About 2 years ago, when i was still going to World Outreach Center...this lady at my church gave me a book called "The Memory Bible on Healing" and its got 31 scriptures on it about just Healing...its by this guy named Mike Murdock, and underneath each scripture it has his translation of it. I've been flipping through it alot lately, Mark 11:24 says "Therefore I say unto you, What things you desire, when you pray, believe that you receive them, and you shall have them". To me that means...Believe. Just believe. If I pray for healing but dont expect it, i dont think it will come..I think thats been my problem. I've prayed for healing...but i haven't fully believed it will happen. Huh...well, what do you know. I just taught myself a lesson. Dont you just love when you do that to yourself!? lol.

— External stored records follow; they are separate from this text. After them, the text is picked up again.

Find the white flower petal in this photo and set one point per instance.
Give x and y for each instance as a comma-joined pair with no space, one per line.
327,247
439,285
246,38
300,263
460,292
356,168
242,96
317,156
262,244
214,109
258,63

That makes me remember in the movie "Facing the Giants", when the stranger told Grant Taylor about how the 2 Farmers were praying for rain and 1 Farmer just sat at home and prayed, but the other actually went out into his fields and prepared them. Which one do you think believed God would answer their prayer for Rain? It reminds me of my situation in a way, I can pray and thats that...or I can pray and actually believe..and know..and trust that he WILL heal me!

okay...I think I'm done babbling now. If you read all of this, you are a true friend and I love you! lol.